- Native to: China
- Region: Debao County and parts of Jingxi County, Guangxi
- Language family: Kra–Dai TaiCentral TaiPyang Zhuang; ; ;

Language codes
- ISO 639-3: None (mis)
- Glottolog: None

= Pyang Zhuang language =

Tai language spoken in China

Pyang Zhuang, or Fuping Zhuang (扶平语), is an underdescribed Central Tai language spoken in southwestern Guangxi, China. It appears to be most closely related to Nong Zhuang.

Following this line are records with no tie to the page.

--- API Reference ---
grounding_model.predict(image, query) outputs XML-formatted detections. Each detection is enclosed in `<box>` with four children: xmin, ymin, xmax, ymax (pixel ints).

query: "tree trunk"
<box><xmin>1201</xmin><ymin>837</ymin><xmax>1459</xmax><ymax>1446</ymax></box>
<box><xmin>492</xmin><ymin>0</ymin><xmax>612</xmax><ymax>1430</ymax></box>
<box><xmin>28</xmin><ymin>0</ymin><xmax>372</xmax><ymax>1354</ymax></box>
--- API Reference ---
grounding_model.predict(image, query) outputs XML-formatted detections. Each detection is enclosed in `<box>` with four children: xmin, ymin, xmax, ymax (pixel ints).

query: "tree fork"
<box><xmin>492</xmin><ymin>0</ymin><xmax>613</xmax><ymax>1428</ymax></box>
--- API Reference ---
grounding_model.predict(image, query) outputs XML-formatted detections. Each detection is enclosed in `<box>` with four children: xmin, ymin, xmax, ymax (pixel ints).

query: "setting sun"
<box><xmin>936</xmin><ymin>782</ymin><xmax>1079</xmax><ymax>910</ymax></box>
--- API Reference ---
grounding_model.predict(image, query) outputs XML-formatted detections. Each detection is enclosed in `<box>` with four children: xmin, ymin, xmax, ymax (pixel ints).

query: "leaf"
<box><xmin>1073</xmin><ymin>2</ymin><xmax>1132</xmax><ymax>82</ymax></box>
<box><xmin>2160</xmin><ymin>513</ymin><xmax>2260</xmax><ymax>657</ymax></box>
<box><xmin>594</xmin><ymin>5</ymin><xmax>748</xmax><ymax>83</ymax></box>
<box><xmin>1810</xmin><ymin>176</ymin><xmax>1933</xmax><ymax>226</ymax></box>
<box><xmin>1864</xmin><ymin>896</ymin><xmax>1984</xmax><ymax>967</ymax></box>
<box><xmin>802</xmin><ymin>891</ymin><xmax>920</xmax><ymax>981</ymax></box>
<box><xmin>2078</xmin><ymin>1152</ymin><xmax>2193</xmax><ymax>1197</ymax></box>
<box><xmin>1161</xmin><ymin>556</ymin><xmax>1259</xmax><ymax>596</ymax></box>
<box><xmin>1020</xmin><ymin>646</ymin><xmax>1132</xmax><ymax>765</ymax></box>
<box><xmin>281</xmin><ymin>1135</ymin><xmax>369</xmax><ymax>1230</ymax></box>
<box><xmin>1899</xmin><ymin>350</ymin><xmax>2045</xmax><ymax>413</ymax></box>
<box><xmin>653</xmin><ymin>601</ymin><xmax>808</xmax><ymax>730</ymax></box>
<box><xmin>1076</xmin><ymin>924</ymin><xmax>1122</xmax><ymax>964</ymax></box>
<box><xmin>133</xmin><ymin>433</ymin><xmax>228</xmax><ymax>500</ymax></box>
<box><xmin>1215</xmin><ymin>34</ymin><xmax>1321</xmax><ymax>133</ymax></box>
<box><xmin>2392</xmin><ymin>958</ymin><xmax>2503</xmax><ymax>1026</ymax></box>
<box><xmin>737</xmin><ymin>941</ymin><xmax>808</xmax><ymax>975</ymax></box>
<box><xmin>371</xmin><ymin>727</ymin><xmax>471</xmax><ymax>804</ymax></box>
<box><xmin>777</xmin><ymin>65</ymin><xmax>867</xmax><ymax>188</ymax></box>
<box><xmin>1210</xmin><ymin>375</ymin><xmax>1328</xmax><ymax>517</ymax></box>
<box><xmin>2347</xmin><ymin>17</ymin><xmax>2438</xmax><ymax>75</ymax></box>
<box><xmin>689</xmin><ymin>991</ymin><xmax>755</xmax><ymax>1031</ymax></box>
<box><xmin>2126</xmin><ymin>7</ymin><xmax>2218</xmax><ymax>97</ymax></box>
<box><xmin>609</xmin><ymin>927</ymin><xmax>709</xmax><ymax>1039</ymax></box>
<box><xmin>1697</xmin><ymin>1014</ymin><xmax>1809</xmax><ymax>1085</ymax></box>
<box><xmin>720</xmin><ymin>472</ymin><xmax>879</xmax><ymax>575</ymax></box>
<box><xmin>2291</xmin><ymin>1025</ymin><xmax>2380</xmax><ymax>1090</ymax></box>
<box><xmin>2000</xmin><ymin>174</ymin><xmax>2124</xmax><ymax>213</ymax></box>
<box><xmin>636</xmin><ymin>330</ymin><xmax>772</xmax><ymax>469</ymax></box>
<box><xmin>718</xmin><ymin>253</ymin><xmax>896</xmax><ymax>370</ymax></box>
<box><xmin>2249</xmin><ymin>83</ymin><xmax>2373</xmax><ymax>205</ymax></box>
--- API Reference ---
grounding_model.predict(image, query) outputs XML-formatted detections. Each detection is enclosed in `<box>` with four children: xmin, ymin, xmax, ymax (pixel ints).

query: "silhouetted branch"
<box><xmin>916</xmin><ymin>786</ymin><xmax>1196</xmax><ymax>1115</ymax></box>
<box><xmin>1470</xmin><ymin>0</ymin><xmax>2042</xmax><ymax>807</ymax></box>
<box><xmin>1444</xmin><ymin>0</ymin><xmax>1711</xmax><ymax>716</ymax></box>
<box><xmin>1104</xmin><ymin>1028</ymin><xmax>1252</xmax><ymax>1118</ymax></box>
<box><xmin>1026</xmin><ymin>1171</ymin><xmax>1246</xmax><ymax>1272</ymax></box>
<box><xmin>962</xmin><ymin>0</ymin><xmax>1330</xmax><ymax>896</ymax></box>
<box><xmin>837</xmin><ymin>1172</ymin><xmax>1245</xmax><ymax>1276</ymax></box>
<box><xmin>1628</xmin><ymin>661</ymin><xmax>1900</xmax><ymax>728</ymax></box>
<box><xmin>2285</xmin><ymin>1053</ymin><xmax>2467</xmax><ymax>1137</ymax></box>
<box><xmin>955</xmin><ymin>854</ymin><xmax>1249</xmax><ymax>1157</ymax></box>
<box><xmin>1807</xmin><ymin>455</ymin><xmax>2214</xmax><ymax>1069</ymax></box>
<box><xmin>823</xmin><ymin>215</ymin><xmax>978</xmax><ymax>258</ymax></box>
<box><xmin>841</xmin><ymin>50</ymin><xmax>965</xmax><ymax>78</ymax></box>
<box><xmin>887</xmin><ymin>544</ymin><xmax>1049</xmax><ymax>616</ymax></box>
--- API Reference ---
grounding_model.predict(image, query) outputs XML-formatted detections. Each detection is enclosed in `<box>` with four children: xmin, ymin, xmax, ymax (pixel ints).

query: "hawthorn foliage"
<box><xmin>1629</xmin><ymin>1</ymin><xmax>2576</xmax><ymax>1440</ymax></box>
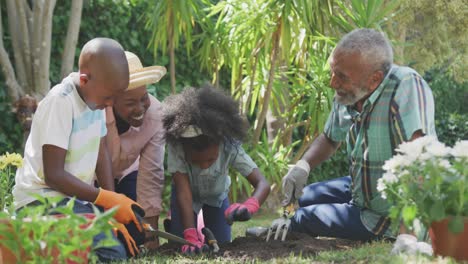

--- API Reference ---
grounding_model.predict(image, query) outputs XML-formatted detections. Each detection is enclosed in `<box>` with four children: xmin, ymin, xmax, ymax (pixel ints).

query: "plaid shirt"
<box><xmin>324</xmin><ymin>65</ymin><xmax>436</xmax><ymax>237</ymax></box>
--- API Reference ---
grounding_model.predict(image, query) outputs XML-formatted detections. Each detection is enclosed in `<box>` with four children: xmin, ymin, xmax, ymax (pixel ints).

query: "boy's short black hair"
<box><xmin>162</xmin><ymin>85</ymin><xmax>248</xmax><ymax>150</ymax></box>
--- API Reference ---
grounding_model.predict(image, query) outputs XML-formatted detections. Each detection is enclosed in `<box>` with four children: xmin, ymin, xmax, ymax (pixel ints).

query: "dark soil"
<box><xmin>156</xmin><ymin>232</ymin><xmax>361</xmax><ymax>261</ymax></box>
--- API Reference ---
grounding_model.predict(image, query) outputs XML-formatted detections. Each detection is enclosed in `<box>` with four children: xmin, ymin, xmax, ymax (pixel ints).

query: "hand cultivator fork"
<box><xmin>266</xmin><ymin>203</ymin><xmax>295</xmax><ymax>242</ymax></box>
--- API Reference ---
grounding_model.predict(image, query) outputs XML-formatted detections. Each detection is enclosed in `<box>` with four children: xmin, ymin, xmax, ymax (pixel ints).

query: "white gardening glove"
<box><xmin>281</xmin><ymin>160</ymin><xmax>310</xmax><ymax>206</ymax></box>
<box><xmin>391</xmin><ymin>234</ymin><xmax>433</xmax><ymax>256</ymax></box>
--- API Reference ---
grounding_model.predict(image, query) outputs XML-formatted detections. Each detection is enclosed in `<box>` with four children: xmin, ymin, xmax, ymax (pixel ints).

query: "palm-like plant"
<box><xmin>147</xmin><ymin>0</ymin><xmax>208</xmax><ymax>94</ymax></box>
<box><xmin>208</xmin><ymin>0</ymin><xmax>338</xmax><ymax>146</ymax></box>
<box><xmin>330</xmin><ymin>0</ymin><xmax>399</xmax><ymax>31</ymax></box>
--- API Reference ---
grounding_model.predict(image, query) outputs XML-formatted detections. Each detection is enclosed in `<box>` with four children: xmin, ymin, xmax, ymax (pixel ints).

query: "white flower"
<box><xmin>377</xmin><ymin>178</ymin><xmax>387</xmax><ymax>192</ymax></box>
<box><xmin>400</xmin><ymin>169</ymin><xmax>410</xmax><ymax>176</ymax></box>
<box><xmin>425</xmin><ymin>141</ymin><xmax>451</xmax><ymax>157</ymax></box>
<box><xmin>383</xmin><ymin>155</ymin><xmax>410</xmax><ymax>171</ymax></box>
<box><xmin>381</xmin><ymin>190</ymin><xmax>387</xmax><ymax>199</ymax></box>
<box><xmin>397</xmin><ymin>136</ymin><xmax>437</xmax><ymax>156</ymax></box>
<box><xmin>451</xmin><ymin>140</ymin><xmax>468</xmax><ymax>158</ymax></box>
<box><xmin>419</xmin><ymin>152</ymin><xmax>432</xmax><ymax>161</ymax></box>
<box><xmin>381</xmin><ymin>171</ymin><xmax>399</xmax><ymax>184</ymax></box>
<box><xmin>438</xmin><ymin>159</ymin><xmax>451</xmax><ymax>169</ymax></box>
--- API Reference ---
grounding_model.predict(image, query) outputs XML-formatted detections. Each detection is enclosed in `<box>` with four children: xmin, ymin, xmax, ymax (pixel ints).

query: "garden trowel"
<box><xmin>132</xmin><ymin>205</ymin><xmax>197</xmax><ymax>247</ymax></box>
<box><xmin>145</xmin><ymin>224</ymin><xmax>198</xmax><ymax>247</ymax></box>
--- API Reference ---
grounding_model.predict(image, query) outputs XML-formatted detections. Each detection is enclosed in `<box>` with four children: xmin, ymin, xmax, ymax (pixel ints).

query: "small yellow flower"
<box><xmin>0</xmin><ymin>152</ymin><xmax>23</xmax><ymax>170</ymax></box>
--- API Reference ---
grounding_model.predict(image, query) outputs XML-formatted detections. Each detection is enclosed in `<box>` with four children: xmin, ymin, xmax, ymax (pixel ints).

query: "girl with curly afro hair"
<box><xmin>162</xmin><ymin>85</ymin><xmax>270</xmax><ymax>253</ymax></box>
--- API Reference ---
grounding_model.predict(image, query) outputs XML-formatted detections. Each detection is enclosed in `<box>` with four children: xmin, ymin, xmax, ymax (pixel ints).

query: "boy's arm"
<box><xmin>43</xmin><ymin>144</ymin><xmax>99</xmax><ymax>202</ymax></box>
<box><xmin>43</xmin><ymin>143</ymin><xmax>144</xmax><ymax>229</ymax></box>
<box><xmin>95</xmin><ymin>136</ymin><xmax>115</xmax><ymax>191</ymax></box>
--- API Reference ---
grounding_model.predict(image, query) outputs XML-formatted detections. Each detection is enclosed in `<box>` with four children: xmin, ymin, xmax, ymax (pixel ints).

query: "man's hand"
<box><xmin>94</xmin><ymin>188</ymin><xmax>145</xmax><ymax>231</ymax></box>
<box><xmin>281</xmin><ymin>160</ymin><xmax>310</xmax><ymax>206</ymax></box>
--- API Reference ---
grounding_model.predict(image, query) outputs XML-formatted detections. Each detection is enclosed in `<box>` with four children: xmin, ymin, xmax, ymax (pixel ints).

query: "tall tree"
<box><xmin>0</xmin><ymin>0</ymin><xmax>83</xmax><ymax>144</ymax></box>
<box><xmin>209</xmin><ymin>0</ymin><xmax>338</xmax><ymax>146</ymax></box>
<box><xmin>60</xmin><ymin>0</ymin><xmax>83</xmax><ymax>78</ymax></box>
<box><xmin>0</xmin><ymin>0</ymin><xmax>83</xmax><ymax>102</ymax></box>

The Pyang refer to themselves as /pjaːŋ/^{B2} or /tʰoː/^{C1-A}, but are referred to as /ˀjuj/^{C1} by the surrounding Yang Zhuang people (Liao 2016:315).

==Distribution==
Pyang Zhuang is spoken in the following locations of Guangxi, China (Liao 2016:315-316).
- Fuping Village 扶平村, Jingde Town 敬德镇, Debao County, Guangxi
  - Tuoxin 驮信村 (/ˀbaːn55 teː31 θin21/ in Pyang Zhuang)
- Ronghua Township 荣华乡, Debao County, Guangxi
- Kuixu Township 魁圩乡, Jingxi County, Guangxi

==Classification==
Pyang Zhuang may be closely related to the Nong Zhuang language of Yunnan. Innovations shared between Pyang Zhuang and Nong Zhuang include the following (Liao 2016:316).

- Proto-Tai *kr- > tɕʰ- (as opposed to *kr- > kʰj- in Yang Zhuang, and *kr- > h- in Southwestern Tai). Examples include tɕʰaː^{A1-A} 'to seek' and tɕʰɔk^{DS1-A} 'six'.
- hɔk^{DS1-A} 'to do' is only found in Pyang Zhuang and Nong Zhuang (as opposed to hat^{DS1-A} 'to do' in Yang Zhuang, and het^{DS1-A} 'to do' in Zuojiang Zhuang and Isan).